The editor responded “I liked where you started to go, but then it lost me. I think I was a little confused on whether you wanted it to feel personal and intimate…or whether you wanted it to be more visual, and more about the photos and observations”
And just like that, it lost me too. The essay now felt too self-important, and I all interest in it deflated out of me. I didn’t respond to my editor, and let the project die off.
At the end of last week we photographers handed in a collection of photos to run as a photo essay for BU Today. In the late afternoon today, a frustrated editor emailed me saying “Editing these captions is taking HOURS!”. I called him to ask how I could help, and he let me know all the ways in which the photos’ captions were problematic.
For the ten years I spent at newspapers I wrote the captions for my images. Aside from a run of incorrect spellings of names (very, very bad) there was never an issue. When I started at BU I wrote my captions in the same style, often including quotes from the subjects in the photos, to add more meat.

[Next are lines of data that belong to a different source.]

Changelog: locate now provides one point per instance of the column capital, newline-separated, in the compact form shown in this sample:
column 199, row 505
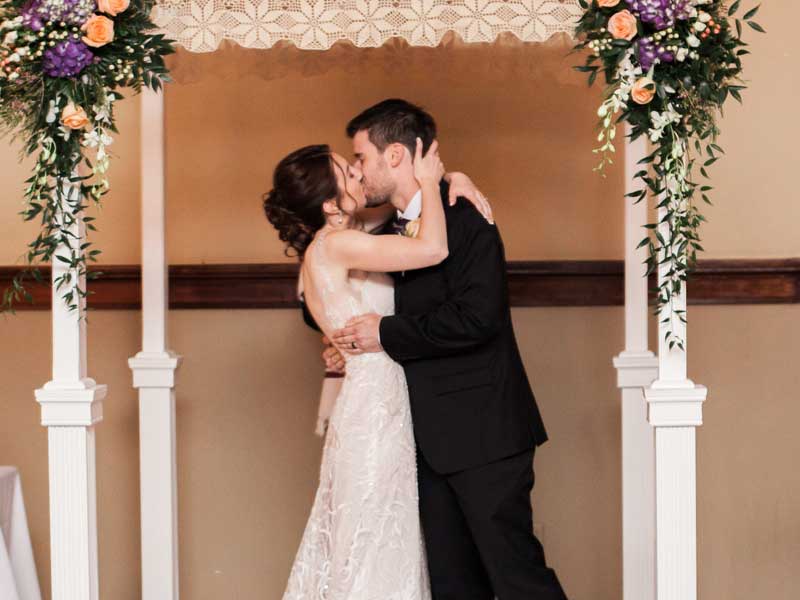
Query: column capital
column 675, row 404
column 154, row 369
column 636, row 369
column 71, row 404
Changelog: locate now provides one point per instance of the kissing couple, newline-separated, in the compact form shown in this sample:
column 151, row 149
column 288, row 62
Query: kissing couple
column 427, row 467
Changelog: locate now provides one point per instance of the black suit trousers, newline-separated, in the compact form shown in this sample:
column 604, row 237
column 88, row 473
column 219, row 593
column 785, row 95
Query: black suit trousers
column 478, row 528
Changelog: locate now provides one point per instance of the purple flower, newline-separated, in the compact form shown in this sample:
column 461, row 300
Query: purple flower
column 662, row 14
column 67, row 58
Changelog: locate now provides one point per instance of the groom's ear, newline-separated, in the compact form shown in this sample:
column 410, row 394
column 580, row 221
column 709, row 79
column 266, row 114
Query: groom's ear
column 395, row 153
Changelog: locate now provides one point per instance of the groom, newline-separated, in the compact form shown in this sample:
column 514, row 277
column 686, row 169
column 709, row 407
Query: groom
column 475, row 418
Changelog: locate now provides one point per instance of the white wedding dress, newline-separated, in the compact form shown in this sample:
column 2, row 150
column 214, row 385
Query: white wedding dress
column 363, row 539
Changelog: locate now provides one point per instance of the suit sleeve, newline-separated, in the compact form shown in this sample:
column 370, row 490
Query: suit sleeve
column 476, row 305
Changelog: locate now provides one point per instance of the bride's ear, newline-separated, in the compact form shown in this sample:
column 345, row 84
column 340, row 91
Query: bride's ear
column 330, row 208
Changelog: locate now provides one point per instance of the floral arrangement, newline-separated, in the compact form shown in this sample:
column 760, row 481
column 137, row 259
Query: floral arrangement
column 61, row 64
column 670, row 66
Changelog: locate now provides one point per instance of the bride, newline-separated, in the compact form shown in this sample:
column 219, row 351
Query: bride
column 363, row 539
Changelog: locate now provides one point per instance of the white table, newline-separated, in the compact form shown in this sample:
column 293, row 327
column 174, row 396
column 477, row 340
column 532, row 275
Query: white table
column 18, row 579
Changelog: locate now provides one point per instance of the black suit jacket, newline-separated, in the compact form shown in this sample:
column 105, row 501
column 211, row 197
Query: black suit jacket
column 471, row 400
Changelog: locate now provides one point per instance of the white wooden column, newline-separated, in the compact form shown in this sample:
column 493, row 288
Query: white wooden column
column 637, row 367
column 71, row 406
column 675, row 410
column 154, row 374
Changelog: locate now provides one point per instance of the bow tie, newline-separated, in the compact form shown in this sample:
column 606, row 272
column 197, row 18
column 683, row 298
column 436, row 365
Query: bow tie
column 399, row 225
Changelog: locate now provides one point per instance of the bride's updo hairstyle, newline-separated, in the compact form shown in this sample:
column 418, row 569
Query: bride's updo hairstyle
column 301, row 184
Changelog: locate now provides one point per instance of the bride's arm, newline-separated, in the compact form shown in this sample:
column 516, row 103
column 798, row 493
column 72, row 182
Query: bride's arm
column 461, row 186
column 387, row 253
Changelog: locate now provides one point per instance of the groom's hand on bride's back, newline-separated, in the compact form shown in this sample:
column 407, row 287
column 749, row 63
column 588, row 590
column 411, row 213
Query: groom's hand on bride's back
column 361, row 335
column 334, row 361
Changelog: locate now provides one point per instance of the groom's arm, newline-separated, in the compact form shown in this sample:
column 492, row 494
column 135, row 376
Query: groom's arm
column 478, row 296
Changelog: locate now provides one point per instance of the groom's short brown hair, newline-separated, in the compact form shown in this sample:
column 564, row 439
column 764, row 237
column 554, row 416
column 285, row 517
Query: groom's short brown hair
column 395, row 121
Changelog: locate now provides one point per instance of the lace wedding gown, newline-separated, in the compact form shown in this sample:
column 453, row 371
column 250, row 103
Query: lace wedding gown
column 363, row 539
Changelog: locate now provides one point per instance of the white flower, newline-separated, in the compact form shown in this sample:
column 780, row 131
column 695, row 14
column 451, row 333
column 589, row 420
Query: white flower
column 52, row 112
column 662, row 120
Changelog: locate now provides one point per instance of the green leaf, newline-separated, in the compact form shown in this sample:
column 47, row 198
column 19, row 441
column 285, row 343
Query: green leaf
column 751, row 13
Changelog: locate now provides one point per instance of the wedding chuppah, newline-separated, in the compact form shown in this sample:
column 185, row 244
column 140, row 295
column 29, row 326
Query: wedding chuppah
column 670, row 66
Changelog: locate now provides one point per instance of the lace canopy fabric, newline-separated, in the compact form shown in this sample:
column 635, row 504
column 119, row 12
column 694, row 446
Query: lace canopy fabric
column 201, row 25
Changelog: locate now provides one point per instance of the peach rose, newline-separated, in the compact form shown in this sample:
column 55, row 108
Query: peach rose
column 99, row 31
column 412, row 228
column 74, row 117
column 644, row 90
column 113, row 7
column 622, row 25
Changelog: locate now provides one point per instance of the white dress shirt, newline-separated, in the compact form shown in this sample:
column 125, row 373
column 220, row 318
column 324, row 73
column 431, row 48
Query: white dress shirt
column 414, row 208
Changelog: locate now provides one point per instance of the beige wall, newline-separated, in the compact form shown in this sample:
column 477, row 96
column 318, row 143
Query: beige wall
column 522, row 124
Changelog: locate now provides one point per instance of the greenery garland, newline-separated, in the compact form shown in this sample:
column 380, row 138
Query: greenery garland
column 61, row 64
column 670, row 66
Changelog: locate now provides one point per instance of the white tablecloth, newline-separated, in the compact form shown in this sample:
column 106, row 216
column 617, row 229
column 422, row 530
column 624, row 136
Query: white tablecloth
column 18, row 579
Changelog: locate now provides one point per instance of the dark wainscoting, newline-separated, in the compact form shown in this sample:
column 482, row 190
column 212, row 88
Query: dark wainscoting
column 532, row 283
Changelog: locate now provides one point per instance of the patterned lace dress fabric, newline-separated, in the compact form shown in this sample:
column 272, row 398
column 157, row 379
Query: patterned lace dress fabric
column 363, row 539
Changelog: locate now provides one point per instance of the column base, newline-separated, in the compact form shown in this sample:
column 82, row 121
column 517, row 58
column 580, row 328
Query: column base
column 675, row 404
column 154, row 369
column 636, row 369
column 71, row 403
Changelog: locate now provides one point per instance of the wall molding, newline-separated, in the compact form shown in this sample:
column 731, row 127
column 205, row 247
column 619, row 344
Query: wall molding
column 531, row 283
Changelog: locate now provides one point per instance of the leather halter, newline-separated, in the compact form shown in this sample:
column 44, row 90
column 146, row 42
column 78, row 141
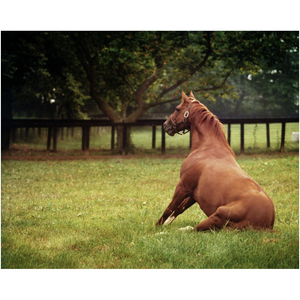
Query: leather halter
column 185, row 117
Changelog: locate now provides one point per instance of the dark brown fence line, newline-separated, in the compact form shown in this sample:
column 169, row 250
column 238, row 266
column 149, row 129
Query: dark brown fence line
column 54, row 125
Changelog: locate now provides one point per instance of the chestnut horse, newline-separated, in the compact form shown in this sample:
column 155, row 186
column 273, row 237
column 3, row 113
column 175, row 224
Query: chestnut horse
column 211, row 176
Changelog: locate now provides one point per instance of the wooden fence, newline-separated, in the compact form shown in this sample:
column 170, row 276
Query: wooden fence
column 54, row 125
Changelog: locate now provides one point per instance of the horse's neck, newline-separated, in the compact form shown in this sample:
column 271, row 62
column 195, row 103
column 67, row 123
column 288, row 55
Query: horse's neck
column 203, row 137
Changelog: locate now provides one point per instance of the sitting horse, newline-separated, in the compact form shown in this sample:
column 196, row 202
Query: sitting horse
column 211, row 176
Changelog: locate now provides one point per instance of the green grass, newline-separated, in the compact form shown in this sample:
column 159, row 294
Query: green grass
column 100, row 140
column 101, row 214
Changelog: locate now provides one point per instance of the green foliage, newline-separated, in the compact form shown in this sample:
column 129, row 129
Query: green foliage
column 101, row 214
column 126, row 73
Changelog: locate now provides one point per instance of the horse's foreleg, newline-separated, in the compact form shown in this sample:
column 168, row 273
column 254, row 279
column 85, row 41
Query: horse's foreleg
column 178, row 205
column 185, row 204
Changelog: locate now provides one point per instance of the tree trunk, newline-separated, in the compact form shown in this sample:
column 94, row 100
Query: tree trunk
column 124, row 143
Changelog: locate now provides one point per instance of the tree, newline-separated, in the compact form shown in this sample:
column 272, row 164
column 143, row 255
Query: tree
column 127, row 73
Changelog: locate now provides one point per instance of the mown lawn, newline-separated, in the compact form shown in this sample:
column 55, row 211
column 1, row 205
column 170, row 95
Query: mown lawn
column 101, row 214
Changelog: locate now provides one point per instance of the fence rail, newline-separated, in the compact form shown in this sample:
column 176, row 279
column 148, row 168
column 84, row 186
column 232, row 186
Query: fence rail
column 53, row 125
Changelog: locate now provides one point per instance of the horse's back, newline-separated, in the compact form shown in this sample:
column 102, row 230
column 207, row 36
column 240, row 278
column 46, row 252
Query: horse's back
column 220, row 182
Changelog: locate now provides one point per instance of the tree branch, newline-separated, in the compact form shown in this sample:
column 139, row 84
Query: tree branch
column 192, row 72
column 215, row 87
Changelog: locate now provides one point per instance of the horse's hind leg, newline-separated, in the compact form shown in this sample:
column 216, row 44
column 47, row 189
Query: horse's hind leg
column 188, row 202
column 231, row 215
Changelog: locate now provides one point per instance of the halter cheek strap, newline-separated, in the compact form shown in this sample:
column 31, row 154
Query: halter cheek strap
column 185, row 117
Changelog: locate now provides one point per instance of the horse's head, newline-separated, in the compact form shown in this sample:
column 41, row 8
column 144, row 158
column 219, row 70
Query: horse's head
column 179, row 120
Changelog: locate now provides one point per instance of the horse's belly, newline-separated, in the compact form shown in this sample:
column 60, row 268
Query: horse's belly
column 216, row 190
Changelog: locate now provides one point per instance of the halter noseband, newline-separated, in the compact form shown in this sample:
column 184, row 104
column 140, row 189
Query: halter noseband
column 185, row 116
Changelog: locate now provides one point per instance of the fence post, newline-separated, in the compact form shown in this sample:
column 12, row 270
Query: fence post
column 282, row 136
column 124, row 139
column 153, row 136
column 242, row 138
column 85, row 142
column 163, row 140
column 268, row 135
column 112, row 141
column 55, row 133
column 49, row 136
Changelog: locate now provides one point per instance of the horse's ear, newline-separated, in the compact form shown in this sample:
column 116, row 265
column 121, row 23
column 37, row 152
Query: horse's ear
column 184, row 96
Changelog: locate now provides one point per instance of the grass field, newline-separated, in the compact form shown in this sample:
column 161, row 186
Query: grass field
column 100, row 141
column 101, row 214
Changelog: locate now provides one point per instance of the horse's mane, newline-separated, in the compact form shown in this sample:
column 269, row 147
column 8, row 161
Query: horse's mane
column 201, row 114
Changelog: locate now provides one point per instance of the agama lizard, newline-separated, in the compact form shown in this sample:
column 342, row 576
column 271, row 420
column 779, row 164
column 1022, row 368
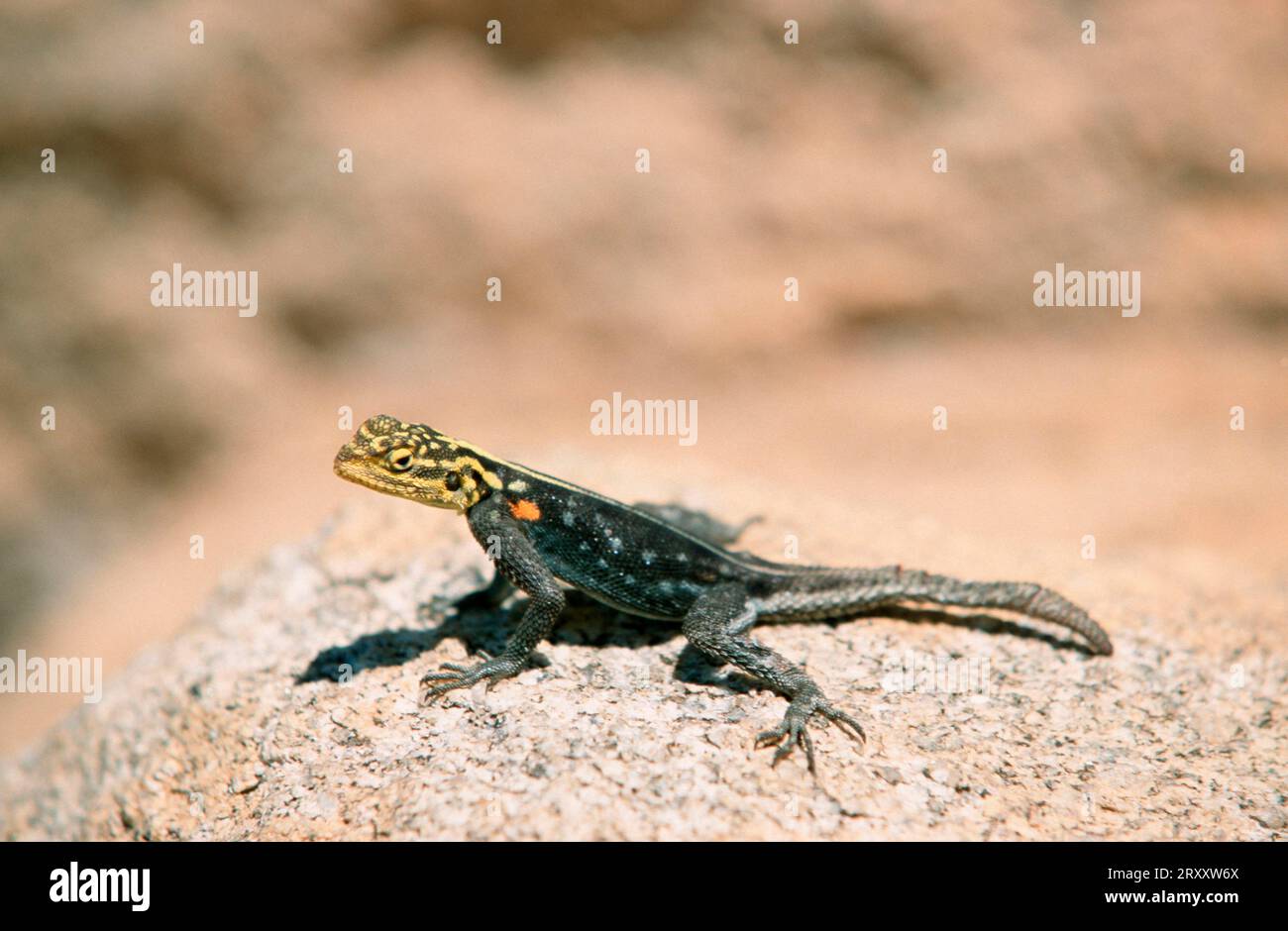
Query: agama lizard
column 657, row 562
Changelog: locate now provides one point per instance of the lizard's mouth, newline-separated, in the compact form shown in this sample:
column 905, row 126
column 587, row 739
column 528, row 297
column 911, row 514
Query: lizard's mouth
column 361, row 474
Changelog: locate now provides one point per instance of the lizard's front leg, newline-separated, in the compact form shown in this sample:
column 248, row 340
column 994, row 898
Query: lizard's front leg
column 518, row 562
column 716, row 625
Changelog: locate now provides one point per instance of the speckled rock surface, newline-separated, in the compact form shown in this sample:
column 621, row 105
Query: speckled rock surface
column 240, row 728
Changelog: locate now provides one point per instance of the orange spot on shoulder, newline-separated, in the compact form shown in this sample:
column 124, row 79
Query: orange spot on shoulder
column 524, row 510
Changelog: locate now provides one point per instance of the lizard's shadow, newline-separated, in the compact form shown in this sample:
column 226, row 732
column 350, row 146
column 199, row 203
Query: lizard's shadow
column 588, row 623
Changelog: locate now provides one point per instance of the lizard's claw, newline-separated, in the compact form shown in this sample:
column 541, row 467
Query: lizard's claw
column 458, row 676
column 794, row 733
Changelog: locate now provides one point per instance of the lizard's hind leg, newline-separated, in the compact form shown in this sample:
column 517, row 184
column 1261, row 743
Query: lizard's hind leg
column 716, row 625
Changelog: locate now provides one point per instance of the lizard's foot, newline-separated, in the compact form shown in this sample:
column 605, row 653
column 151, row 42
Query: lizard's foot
column 794, row 730
column 458, row 676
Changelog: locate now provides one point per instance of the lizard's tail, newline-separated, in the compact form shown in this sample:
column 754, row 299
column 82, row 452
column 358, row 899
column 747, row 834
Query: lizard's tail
column 1026, row 597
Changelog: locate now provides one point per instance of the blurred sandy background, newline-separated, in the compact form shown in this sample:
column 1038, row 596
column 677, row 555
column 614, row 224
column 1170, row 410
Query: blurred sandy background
column 518, row 161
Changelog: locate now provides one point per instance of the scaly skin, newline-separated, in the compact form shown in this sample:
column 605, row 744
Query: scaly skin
column 657, row 562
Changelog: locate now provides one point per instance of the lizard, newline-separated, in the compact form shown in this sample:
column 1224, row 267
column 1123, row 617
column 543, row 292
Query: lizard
column 658, row 562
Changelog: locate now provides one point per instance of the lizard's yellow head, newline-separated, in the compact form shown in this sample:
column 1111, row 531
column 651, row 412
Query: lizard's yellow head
column 415, row 462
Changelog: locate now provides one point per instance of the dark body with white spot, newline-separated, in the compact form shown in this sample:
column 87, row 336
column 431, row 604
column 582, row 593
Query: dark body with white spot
column 655, row 561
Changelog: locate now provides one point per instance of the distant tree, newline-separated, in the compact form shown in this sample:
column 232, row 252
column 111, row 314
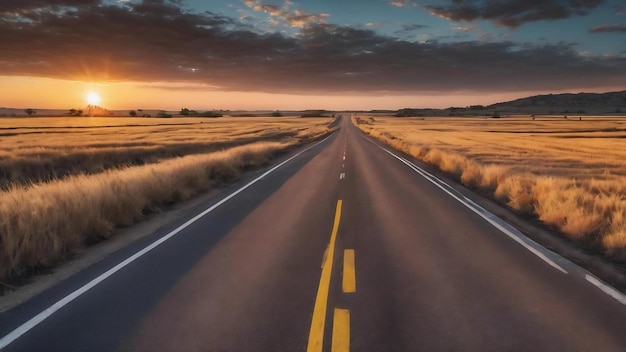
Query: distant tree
column 210, row 114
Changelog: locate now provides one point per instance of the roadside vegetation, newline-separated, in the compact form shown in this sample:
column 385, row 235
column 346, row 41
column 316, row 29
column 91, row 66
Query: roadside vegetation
column 570, row 174
column 69, row 183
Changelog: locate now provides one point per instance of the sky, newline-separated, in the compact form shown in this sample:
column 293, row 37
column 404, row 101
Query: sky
column 308, row 54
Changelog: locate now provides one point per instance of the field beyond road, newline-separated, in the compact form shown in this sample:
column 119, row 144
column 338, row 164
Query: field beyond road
column 68, row 182
column 569, row 173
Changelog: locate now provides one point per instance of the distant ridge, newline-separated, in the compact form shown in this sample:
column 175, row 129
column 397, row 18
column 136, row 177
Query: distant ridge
column 549, row 104
column 581, row 103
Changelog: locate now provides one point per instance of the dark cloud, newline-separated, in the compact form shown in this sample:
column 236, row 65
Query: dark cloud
column 512, row 13
column 412, row 27
column 608, row 28
column 297, row 18
column 158, row 41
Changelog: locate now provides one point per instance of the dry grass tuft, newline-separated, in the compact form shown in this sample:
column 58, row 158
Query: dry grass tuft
column 67, row 183
column 569, row 174
column 43, row 224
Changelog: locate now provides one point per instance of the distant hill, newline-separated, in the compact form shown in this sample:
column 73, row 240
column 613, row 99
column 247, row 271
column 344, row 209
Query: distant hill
column 581, row 103
column 550, row 104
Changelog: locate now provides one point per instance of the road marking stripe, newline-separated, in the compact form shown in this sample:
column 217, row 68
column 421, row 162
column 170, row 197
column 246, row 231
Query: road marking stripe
column 24, row 328
column 515, row 234
column 324, row 258
column 316, row 334
column 508, row 230
column 349, row 272
column 606, row 289
column 341, row 331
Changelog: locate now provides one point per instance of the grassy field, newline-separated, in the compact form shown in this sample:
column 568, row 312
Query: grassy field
column 569, row 173
column 69, row 182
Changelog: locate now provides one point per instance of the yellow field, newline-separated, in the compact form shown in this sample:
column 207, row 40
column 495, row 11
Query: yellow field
column 70, row 182
column 571, row 174
column 41, row 149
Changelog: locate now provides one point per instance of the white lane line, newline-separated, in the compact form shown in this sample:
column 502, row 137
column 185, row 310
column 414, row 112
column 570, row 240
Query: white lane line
column 46, row 313
column 501, row 225
column 508, row 230
column 606, row 288
column 515, row 234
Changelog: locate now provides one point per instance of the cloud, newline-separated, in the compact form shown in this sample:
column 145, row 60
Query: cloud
column 608, row 28
column 412, row 27
column 465, row 28
column 399, row 3
column 158, row 41
column 297, row 18
column 512, row 13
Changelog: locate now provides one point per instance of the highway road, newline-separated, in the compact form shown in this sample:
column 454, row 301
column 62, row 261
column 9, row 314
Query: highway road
column 342, row 246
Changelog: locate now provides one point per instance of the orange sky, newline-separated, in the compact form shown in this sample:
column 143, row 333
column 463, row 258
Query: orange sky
column 44, row 93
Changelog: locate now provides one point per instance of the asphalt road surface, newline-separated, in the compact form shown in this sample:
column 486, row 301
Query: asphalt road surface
column 344, row 246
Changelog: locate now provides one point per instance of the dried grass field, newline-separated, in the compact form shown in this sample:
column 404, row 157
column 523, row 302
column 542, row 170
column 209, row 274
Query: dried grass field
column 569, row 173
column 69, row 182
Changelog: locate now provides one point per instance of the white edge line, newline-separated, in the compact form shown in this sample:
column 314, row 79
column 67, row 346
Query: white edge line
column 606, row 288
column 46, row 313
column 495, row 224
column 517, row 238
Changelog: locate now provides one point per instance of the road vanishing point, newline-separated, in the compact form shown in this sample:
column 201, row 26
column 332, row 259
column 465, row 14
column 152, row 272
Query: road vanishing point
column 343, row 245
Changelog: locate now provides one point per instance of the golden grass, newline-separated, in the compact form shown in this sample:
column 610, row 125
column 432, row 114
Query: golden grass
column 43, row 223
column 570, row 174
column 43, row 149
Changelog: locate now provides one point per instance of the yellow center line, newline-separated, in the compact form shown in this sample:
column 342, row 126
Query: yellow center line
column 341, row 331
column 349, row 273
column 316, row 334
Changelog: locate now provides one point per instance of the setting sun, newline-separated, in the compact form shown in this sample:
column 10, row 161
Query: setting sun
column 93, row 98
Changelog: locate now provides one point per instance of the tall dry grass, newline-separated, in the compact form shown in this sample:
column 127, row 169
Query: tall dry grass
column 45, row 223
column 104, row 173
column 569, row 174
column 43, row 149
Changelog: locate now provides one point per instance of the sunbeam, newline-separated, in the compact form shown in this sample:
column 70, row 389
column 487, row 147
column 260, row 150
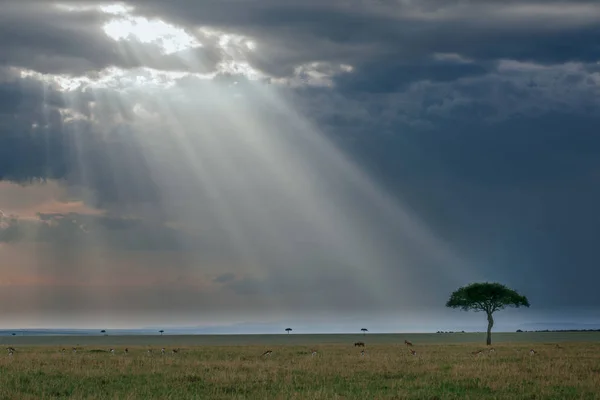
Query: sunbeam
column 203, row 188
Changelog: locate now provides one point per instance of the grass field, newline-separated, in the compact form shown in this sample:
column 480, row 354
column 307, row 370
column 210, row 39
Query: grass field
column 221, row 368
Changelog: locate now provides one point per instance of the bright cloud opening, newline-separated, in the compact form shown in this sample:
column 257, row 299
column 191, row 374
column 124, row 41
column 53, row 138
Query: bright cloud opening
column 169, row 38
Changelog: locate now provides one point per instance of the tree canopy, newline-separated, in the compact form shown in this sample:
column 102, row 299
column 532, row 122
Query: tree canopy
column 488, row 297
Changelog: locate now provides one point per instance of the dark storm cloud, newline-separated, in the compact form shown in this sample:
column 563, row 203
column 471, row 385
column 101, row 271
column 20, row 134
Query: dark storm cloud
column 480, row 116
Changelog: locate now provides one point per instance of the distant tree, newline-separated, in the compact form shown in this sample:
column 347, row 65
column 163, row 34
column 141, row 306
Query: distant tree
column 487, row 297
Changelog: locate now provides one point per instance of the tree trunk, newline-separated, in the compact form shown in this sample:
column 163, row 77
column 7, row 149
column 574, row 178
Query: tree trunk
column 490, row 325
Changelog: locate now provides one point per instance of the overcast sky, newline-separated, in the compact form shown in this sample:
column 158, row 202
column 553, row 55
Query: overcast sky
column 330, row 163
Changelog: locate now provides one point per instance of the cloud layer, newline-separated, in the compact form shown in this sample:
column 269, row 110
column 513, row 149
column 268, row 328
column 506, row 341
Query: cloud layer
column 303, row 153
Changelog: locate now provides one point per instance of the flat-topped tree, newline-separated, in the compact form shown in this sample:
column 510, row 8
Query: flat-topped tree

At BU, the copy editors often change the caption, specifically for photos which were stand alone art (no article) into a flowery poem. There is nothing journalistic about those captions. It bugs me.
When it comes to captions which go with stories, writers are reminded during meetings to “caption the photos”. The photos which I took. The photos which I have already captioned.
Eventually, it becomes really demoralizing and you lose your confidence as a caption writer. I still write the facts, get the names and titles right, but there is little extra effort going into my caption writing anymore.
For these shots on campus in the past months, I put as much info in there as possible. This is as close to journalism as I’m going to get here on campus. So, old school journalistic captions matter.
I empathized with the editor today, saying “If you get two captions in and there are things missing, stop and send them to one of us (photographers). You shouldn’t have to do such excessive work if there’s some way we can help”
How can I help? is a question I often ask at work. Causing others to spend hours making sense of my words is the complete opposite, which makes me feel very sad.
Today I do not feel like I am any good at words.
And yes, I also find it funny that I am writing about how I think my words aren’t helpful.
Ugh. I’ve always struggled with captions Don’t feel bad about it—the amount of time you’ve put into being a great photojournalist is the same amount of time these editors have put into studying and editing words. If the captions are edited so severely and the editor complains about how long they take to edit, I would take that to mean I can simply list the w/w/w/w/w and h and move on with me day. Leave it to them to organize how they wish! But then caption writing is not my favorite form of writing! Let it all roll off your back. Your amazing at your job!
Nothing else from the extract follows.